Worth County Sheriff Jeff Hobby was charged Oct. 3 with false imprisonment, violation of oath of office and misdemeanor sexual battery, report the Atlanta Journal-Constitution and the Washington Post. Two deputies were also charged with violation of oath of office, and one of them also faces a misdemeanor sexual battery charge.

Hobby and the deputies were charged for the April 14 search during a four-hour lockdown at Worth County High School, according to the newspapers. Forty officers participated in the search, demanding students’ cellphones and ordering students up against walls.

Nine students who filed a class action lawsuit over the incident said deputies had groped them during searches.
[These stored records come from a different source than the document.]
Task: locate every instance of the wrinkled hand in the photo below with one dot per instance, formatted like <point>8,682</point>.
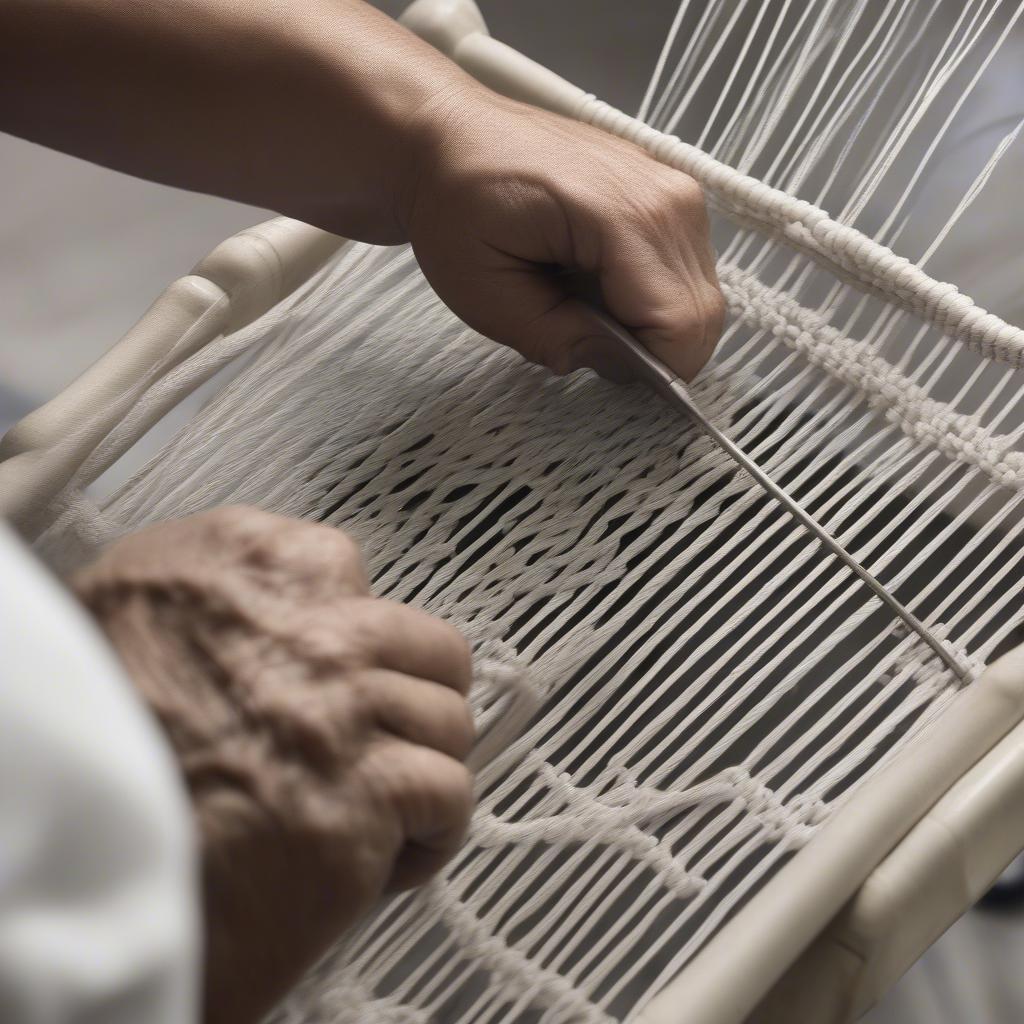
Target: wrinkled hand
<point>507,193</point>
<point>321,731</point>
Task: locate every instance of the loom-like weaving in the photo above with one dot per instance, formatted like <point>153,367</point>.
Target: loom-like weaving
<point>677,687</point>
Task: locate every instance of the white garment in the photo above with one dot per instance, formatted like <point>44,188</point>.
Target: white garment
<point>98,915</point>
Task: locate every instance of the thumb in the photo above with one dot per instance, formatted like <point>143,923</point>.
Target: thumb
<point>549,318</point>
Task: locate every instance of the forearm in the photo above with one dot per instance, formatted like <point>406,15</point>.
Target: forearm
<point>311,108</point>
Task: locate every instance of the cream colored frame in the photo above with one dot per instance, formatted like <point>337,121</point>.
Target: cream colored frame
<point>904,857</point>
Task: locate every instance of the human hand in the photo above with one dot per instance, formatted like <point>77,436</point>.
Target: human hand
<point>506,194</point>
<point>321,731</point>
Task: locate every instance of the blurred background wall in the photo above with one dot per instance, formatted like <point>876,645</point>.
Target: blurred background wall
<point>84,251</point>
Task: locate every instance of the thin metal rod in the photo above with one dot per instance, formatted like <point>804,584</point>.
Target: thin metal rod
<point>683,400</point>
<point>629,357</point>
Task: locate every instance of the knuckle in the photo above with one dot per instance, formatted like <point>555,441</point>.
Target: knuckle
<point>460,728</point>
<point>458,792</point>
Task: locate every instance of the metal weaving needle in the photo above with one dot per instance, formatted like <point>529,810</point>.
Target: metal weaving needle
<point>626,357</point>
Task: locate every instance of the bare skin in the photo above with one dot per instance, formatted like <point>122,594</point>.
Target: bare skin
<point>321,731</point>
<point>330,112</point>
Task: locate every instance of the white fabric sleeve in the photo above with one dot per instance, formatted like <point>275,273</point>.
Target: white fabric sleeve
<point>98,896</point>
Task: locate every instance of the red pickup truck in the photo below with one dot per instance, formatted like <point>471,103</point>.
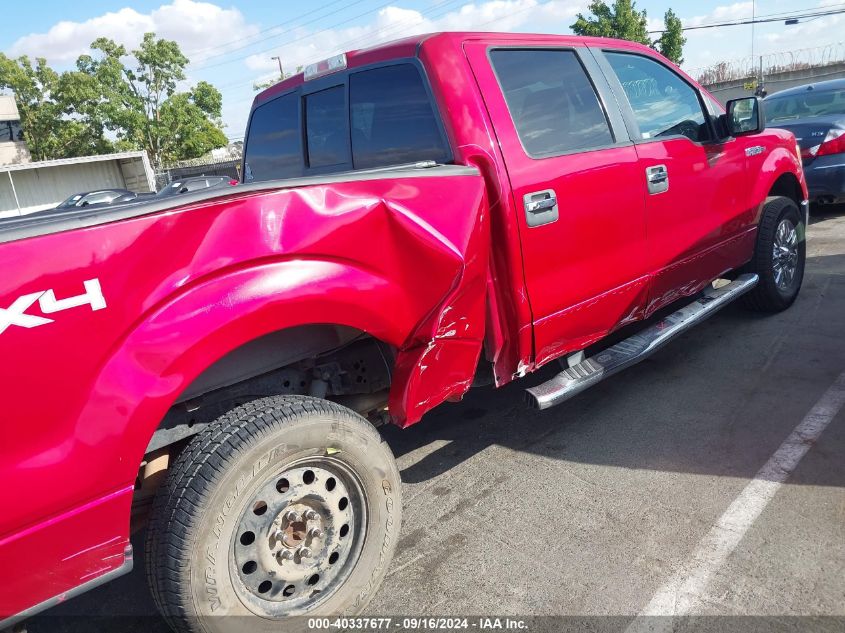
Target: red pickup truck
<point>415,218</point>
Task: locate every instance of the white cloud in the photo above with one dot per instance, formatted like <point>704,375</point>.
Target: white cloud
<point>196,26</point>
<point>304,47</point>
<point>725,13</point>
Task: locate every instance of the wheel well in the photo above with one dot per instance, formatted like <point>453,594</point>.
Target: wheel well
<point>787,185</point>
<point>323,360</point>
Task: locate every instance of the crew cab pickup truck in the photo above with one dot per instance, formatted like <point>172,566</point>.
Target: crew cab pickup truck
<point>413,219</point>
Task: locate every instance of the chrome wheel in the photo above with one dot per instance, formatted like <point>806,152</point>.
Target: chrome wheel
<point>785,254</point>
<point>298,538</point>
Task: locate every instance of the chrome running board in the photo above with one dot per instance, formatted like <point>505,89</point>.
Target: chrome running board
<point>635,348</point>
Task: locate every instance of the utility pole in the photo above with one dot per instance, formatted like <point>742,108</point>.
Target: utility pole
<point>281,72</point>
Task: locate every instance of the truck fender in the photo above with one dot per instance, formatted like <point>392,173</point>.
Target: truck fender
<point>165,352</point>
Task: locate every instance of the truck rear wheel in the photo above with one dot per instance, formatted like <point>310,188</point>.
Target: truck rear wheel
<point>284,506</point>
<point>778,256</point>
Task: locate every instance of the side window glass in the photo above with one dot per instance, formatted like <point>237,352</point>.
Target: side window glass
<point>553,105</point>
<point>326,127</point>
<point>392,118</point>
<point>272,145</point>
<point>663,103</point>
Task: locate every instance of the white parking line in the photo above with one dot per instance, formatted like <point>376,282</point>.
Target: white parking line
<point>680,595</point>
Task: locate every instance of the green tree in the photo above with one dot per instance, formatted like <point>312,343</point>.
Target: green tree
<point>624,21</point>
<point>142,107</point>
<point>671,42</point>
<point>52,108</point>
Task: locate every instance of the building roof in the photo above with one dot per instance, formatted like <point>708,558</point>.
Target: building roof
<point>70,161</point>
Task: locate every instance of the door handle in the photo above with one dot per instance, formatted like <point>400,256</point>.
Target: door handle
<point>657,178</point>
<point>534,206</point>
<point>540,207</point>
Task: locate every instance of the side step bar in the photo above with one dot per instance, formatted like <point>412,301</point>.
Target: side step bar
<point>625,353</point>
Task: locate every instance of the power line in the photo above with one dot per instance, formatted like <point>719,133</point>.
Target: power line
<point>346,45</point>
<point>303,37</point>
<point>759,20</point>
<point>270,29</point>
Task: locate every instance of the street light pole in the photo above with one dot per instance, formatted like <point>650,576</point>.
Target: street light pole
<point>281,72</point>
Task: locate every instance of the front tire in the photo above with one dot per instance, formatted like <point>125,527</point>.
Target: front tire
<point>284,506</point>
<point>779,256</point>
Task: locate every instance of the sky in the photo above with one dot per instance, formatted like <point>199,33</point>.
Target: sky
<point>231,45</point>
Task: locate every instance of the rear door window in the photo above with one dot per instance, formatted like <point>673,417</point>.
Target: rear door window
<point>326,126</point>
<point>554,107</point>
<point>273,144</point>
<point>392,118</point>
<point>377,117</point>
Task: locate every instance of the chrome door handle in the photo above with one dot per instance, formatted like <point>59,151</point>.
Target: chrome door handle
<point>540,207</point>
<point>657,178</point>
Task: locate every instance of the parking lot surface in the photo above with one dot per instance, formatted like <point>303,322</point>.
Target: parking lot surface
<point>592,507</point>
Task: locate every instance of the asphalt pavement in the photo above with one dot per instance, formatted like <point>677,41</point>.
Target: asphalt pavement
<point>592,508</point>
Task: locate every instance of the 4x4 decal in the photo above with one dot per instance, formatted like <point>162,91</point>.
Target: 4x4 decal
<point>16,313</point>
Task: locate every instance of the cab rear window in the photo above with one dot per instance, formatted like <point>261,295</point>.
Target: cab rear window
<point>372,118</point>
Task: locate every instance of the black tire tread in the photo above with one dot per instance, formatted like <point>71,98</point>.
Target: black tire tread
<point>192,476</point>
<point>765,297</point>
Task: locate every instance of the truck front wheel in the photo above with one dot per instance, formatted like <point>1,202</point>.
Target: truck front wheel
<point>778,256</point>
<point>284,506</point>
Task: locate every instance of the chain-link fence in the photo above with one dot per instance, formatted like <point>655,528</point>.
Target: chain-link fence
<point>229,168</point>
<point>772,63</point>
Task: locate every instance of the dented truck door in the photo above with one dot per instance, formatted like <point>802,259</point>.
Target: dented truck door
<point>575,182</point>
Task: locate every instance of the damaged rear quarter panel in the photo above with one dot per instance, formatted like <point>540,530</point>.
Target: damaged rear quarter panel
<point>401,255</point>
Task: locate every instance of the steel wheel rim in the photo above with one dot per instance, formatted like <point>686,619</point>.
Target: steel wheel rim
<point>313,504</point>
<point>785,254</point>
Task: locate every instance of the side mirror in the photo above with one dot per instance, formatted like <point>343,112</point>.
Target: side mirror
<point>745,116</point>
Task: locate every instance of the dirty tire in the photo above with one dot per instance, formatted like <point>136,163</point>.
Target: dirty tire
<point>773,293</point>
<point>206,534</point>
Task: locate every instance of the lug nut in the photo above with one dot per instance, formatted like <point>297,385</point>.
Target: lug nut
<point>315,532</point>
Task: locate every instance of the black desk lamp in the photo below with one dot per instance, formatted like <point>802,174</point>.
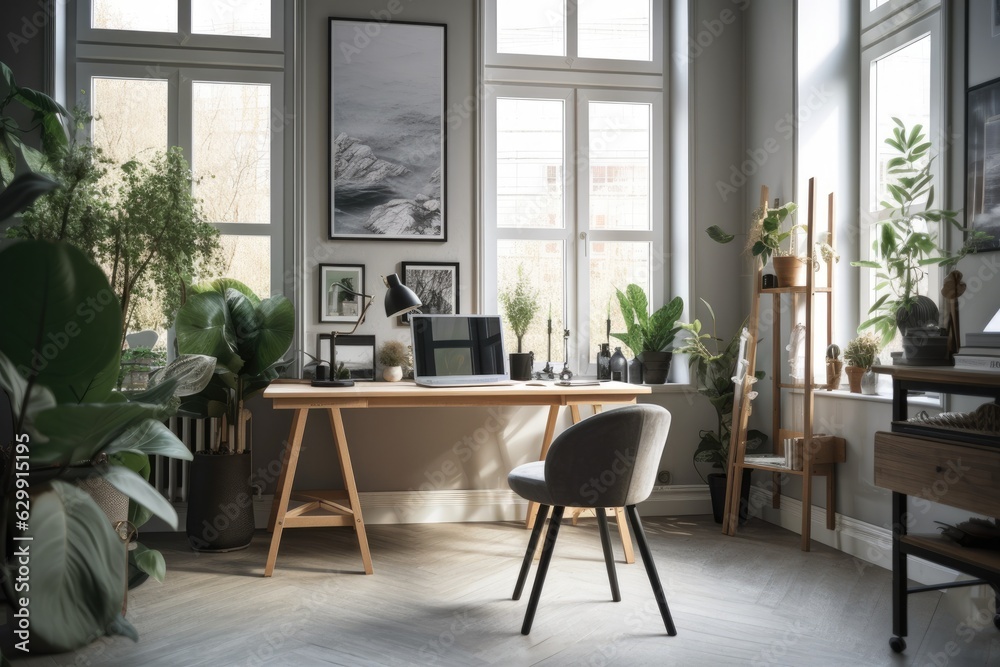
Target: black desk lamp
<point>399,299</point>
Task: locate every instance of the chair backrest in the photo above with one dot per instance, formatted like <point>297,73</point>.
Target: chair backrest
<point>608,460</point>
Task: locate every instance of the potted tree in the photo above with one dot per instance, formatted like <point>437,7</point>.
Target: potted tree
<point>860,355</point>
<point>139,221</point>
<point>713,365</point>
<point>649,336</point>
<point>248,337</point>
<point>905,245</point>
<point>520,304</point>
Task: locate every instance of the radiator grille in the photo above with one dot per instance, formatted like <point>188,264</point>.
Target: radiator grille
<point>169,476</point>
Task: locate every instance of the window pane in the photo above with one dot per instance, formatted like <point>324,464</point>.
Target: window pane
<point>159,16</point>
<point>130,117</point>
<point>232,150</point>
<point>247,259</point>
<point>618,30</point>
<point>614,264</point>
<point>902,88</point>
<point>247,18</point>
<point>530,137</point>
<point>543,264</point>
<point>619,166</point>
<point>535,27</point>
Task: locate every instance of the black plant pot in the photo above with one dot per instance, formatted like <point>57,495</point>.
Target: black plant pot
<point>655,366</point>
<point>220,502</point>
<point>717,490</point>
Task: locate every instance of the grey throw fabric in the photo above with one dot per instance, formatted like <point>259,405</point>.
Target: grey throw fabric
<point>608,460</point>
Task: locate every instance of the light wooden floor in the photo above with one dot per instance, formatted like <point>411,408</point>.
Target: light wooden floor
<point>440,595</point>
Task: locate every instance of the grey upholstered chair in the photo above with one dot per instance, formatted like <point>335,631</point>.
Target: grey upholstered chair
<point>608,460</point>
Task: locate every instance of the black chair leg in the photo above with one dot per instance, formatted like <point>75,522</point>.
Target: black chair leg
<point>543,568</point>
<point>647,560</point>
<point>609,556</point>
<point>536,531</point>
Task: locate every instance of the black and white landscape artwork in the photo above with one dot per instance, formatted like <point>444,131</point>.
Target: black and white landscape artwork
<point>387,94</point>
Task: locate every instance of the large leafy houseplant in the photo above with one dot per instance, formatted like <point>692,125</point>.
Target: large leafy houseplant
<point>713,362</point>
<point>645,332</point>
<point>58,364</point>
<point>905,243</point>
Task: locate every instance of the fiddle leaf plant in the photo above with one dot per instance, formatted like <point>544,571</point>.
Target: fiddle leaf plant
<point>905,243</point>
<point>645,332</point>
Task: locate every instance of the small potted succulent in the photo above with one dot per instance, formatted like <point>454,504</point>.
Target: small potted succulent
<point>861,356</point>
<point>834,367</point>
<point>393,356</point>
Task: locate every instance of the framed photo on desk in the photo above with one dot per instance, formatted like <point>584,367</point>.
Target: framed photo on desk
<point>357,353</point>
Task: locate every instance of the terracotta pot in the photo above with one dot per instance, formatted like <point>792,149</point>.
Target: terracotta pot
<point>791,271</point>
<point>854,374</point>
<point>834,371</point>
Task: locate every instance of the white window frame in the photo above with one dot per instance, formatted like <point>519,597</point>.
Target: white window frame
<point>575,81</point>
<point>183,37</point>
<point>103,53</point>
<point>928,25</point>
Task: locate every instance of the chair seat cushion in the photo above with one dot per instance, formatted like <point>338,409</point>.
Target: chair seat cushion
<point>528,481</point>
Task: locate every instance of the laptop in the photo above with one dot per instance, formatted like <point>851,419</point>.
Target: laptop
<point>458,350</point>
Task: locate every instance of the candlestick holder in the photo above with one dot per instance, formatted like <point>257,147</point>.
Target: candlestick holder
<point>566,373</point>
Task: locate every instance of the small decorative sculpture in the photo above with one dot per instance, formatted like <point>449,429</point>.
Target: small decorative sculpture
<point>953,288</point>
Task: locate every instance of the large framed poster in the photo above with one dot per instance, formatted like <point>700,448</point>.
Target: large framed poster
<point>387,130</point>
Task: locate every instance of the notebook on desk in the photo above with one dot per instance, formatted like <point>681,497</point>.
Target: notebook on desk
<point>458,350</point>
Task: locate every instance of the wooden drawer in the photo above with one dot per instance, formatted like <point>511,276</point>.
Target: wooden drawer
<point>963,476</point>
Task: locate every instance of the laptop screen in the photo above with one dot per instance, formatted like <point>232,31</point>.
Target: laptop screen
<point>458,349</point>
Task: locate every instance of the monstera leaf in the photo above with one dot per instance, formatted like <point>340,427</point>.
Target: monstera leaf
<point>62,321</point>
<point>80,588</point>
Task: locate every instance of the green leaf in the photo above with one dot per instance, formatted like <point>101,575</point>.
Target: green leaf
<point>150,437</point>
<point>204,327</point>
<point>78,433</point>
<point>718,235</point>
<point>190,374</point>
<point>77,569</point>
<point>68,323</point>
<point>139,490</point>
<point>276,322</point>
<point>150,561</point>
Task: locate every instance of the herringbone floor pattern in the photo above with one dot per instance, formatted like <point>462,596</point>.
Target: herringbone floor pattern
<point>440,595</point>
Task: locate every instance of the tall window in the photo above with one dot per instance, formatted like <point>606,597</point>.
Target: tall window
<point>220,100</point>
<point>574,163</point>
<point>901,77</point>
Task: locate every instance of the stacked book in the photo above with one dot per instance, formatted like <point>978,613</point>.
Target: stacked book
<point>981,352</point>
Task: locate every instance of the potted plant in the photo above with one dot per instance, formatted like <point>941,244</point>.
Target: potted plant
<point>713,363</point>
<point>248,337</point>
<point>905,245</point>
<point>520,304</point>
<point>834,367</point>
<point>392,356</point>
<point>649,336</point>
<point>140,222</point>
<point>71,424</point>
<point>860,355</point>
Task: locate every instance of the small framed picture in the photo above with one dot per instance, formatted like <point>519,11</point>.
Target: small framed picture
<point>336,284</point>
<point>356,353</point>
<point>436,283</point>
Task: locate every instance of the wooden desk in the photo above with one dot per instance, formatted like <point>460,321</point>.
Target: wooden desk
<point>342,508</point>
<point>950,466</point>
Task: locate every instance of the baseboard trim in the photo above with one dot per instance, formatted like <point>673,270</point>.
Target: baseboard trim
<point>867,543</point>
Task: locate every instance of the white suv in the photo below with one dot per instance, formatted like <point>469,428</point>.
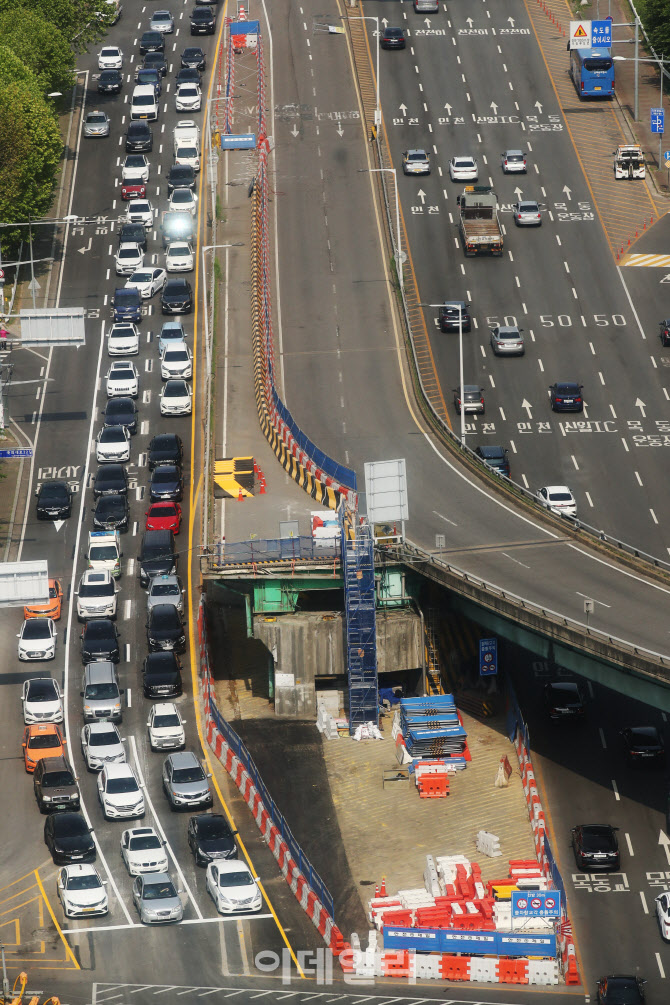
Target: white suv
<point>96,595</point>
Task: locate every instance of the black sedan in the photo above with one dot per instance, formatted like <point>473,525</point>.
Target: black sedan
<point>177,296</point>
<point>167,484</point>
<point>564,700</point>
<point>644,745</point>
<point>68,838</point>
<point>165,448</point>
<point>188,74</point>
<point>54,500</point>
<point>112,513</point>
<point>210,837</point>
<point>596,847</point>
<point>393,38</point>
<point>621,989</point>
<point>109,81</point>
<point>162,675</point>
<point>139,138</point>
<point>99,640</point>
<point>567,396</point>
<point>193,55</point>
<point>121,412</point>
<point>110,479</point>
<point>181,176</point>
<point>152,41</point>
<point>165,629</point>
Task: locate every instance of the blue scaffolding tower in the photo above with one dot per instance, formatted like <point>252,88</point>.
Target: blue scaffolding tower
<point>359,566</point>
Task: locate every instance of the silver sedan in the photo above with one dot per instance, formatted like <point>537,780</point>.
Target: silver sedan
<point>96,124</point>
<point>527,214</point>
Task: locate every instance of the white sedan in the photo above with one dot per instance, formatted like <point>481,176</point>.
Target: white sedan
<point>663,915</point>
<point>176,398</point>
<point>136,168</point>
<point>120,792</point>
<point>148,281</point>
<point>143,851</point>
<point>165,725</point>
<point>129,258</point>
<point>81,891</point>
<point>100,745</point>
<point>183,200</point>
<point>188,97</point>
<point>177,361</point>
<point>109,57</point>
<point>37,639</point>
<point>179,257</point>
<point>124,340</point>
<point>123,379</point>
<point>463,169</point>
<point>232,887</point>
<point>140,211</point>
<point>113,443</point>
<point>42,700</point>
<point>559,498</point>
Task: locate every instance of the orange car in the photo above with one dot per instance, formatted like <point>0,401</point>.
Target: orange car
<point>51,609</point>
<point>41,740</point>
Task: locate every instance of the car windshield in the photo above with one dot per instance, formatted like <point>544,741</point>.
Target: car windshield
<point>36,629</point>
<point>145,842</point>
<point>116,786</point>
<point>43,742</point>
<point>167,722</point>
<point>159,891</point>
<point>239,878</point>
<point>102,692</point>
<point>83,882</point>
<point>183,775</point>
<point>105,738</point>
<point>57,779</point>
<point>42,690</point>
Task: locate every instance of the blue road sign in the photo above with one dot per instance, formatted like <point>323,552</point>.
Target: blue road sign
<point>488,657</point>
<point>657,121</point>
<point>601,33</point>
<point>535,903</point>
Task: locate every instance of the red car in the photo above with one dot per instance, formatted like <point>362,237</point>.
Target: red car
<point>133,190</point>
<point>164,517</point>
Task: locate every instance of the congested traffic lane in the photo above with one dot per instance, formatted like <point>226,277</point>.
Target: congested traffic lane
<point>65,443</point>
<point>556,281</point>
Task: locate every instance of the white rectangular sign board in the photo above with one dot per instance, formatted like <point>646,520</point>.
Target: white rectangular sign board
<point>580,34</point>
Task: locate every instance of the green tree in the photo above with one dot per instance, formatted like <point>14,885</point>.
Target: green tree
<point>31,149</point>
<point>41,47</point>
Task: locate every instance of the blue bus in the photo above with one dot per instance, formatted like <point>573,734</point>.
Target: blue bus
<point>592,71</point>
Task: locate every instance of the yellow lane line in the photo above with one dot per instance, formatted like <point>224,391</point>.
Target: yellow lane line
<point>194,493</point>
<point>68,951</point>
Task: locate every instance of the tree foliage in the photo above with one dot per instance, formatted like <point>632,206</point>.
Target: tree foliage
<point>41,47</point>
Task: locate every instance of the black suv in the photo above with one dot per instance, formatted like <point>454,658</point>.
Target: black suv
<point>139,138</point>
<point>452,314</point>
<point>181,176</point>
<point>55,785</point>
<point>152,41</point>
<point>162,675</point>
<point>157,556</point>
<point>54,500</point>
<point>495,457</point>
<point>99,641</point>
<point>202,21</point>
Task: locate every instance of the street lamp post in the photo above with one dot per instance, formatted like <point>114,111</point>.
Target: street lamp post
<point>399,249</point>
<point>378,108</point>
<point>660,63</point>
<point>208,382</point>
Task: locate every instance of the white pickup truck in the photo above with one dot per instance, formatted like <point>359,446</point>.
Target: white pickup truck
<point>186,137</point>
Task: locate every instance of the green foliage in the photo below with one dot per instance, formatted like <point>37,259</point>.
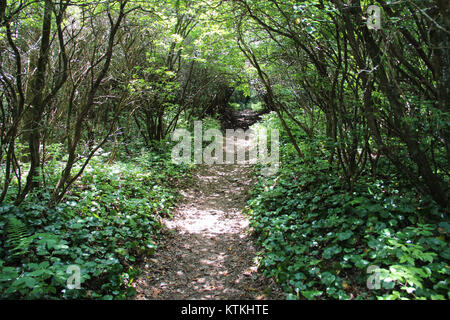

District Attorney Paul Bowden plans to send the indictment to Gov. Nathan Deal, who has the authority to suspend sheriffs. The Georgia Peace Officer Standards and Training Council has also moved to suspend Hobby’s law enforcement certification.

Hobby said in a statement released four days after the search that he had received complaints about illegal drugs at the school in the weeks leading up to the search.

A lawyer for the sheriff, Norman Crowe Jr., said the sheriff was at the school for the search but didn’t personally participate.

“The sheriff’s position is that he’s not guilty,” Crowe told the Journal-Constitution. “He’s committed no crime.”